Norman Piper

Personal information
- Full name: Norman John Piper
- Date of birth: 8 January 1948 (age 78)
- Place of birth: North Tawton, England
- Position: Midfielder

Youth career
- 1964–65: Plymouth Argyle

Senior career*
- Years: Team / Apps / (Gls)
- 1965–1970: Plymouth Argyle / 215 / (35)
- 1970–1978: Portsmouth / 313 / (51)
- 1975: → Lusitano (loan) / 7 / (1)
- 1977–1978: Fort Lauderdale Strikers / 41 / (7)
- 1978–1979: Yeovil Town / ? / (?)
- 1979–1980: Columbus Magic / ? / (?)
- 1979–1982: Wichita Wings (indoor) / 182 / (98)
- 1982–1983: Pittsburgh Spirit (indoor)

International career
- 1970–1971: England U23 / 4 / (0)

Managerial career
- 1985–1988: Wichita Wings (assistant)
- 1989–1990: Wichita Blue

= Norman Piper =

English footballer (born 1948)

Norman Piper (born 8 January 1948) is an English former professional footballer who played in England for 13 years before finishing his career in the United States.

==Playing career==
Born in North Tawton, Devon on 8 January 1948 he joined Plymouth Argyle as an apprentice and signed professional terms in February 1965. Already an England Youth international, Piper made his debut for the Under 23 side in 1970 against Bulgaria, the year he left The Pilgrims- for whom he scored 35 goals in 221 appearances. That summer Piper had signed for Portsmouth, becoming their record signing at £50,000. Piper served Pompey with great distinction during the clubs increasingly tenuous hold on Division Two status, but eventually lost form after relegation to the third. He was dropped in February 1978, being replaced by his namesake Steve Piper. His contract, along with that of Bobby Stokes was terminated the following month.

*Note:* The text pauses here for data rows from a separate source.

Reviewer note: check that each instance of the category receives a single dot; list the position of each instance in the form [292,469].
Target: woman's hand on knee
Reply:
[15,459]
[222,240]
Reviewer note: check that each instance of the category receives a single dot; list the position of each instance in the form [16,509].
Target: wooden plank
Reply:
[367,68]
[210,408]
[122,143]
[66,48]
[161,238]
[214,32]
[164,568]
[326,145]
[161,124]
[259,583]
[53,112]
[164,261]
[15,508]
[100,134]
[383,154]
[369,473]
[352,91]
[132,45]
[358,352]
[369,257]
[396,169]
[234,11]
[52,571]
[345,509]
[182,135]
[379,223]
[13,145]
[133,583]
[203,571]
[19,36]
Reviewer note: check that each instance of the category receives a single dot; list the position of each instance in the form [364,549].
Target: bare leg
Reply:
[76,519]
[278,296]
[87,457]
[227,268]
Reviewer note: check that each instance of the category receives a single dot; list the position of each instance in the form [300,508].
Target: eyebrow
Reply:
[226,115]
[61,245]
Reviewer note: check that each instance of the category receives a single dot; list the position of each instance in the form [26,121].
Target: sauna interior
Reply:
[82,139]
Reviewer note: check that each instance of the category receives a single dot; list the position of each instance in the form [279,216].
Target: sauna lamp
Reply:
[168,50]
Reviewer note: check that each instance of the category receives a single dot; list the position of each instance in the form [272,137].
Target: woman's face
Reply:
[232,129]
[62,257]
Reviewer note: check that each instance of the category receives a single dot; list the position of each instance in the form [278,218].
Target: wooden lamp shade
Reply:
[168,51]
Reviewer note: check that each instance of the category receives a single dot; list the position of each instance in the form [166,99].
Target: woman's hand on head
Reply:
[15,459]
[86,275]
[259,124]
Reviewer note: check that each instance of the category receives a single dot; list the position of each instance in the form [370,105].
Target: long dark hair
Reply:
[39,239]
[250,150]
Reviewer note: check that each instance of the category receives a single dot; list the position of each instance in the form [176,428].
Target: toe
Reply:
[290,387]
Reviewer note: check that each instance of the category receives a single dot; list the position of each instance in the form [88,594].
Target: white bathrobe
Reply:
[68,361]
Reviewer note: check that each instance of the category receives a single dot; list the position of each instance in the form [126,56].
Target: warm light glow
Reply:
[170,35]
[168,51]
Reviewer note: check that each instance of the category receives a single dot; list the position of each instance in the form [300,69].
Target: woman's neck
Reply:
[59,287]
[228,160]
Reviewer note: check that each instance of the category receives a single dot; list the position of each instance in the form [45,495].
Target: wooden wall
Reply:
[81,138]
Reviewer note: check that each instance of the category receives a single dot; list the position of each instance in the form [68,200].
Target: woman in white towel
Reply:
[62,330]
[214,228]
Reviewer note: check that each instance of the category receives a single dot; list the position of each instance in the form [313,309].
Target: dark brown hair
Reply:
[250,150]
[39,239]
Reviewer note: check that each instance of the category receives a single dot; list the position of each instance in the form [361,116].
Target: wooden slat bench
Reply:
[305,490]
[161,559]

Soon after his departure from Portsmouth, a move to the Fort Lauderdale Strikers followed. In 1979, Piper was the first player signed by the expansion Wichita Wings of Major Indoor Soccer League. He played for the Wings until 1982 when he was sent to the Pittsburgh Spirit.

==Coaching career==
Following his retirement from playing, he became and assistant coach with the Wichita Wings. He was fired on 30 January 1988. In 1989, he was hired to coach the Wichita Blue in the Heartland Soccer League. In 1990, the Blue moved to the Lone Star Soccer Alliance. He was fired mid-season. He coached the men's soccer team at Bethel College (Kansas) from 1988 to 1990. He now is a coach for a small travel soccer team in Southern California known as TVSA Hawks

==Style of play==
Piper was one of that generation who bridged the gap between terminological eras, beginning his career as a wing half and ending it as a midfielder despite playing a similar role throughout.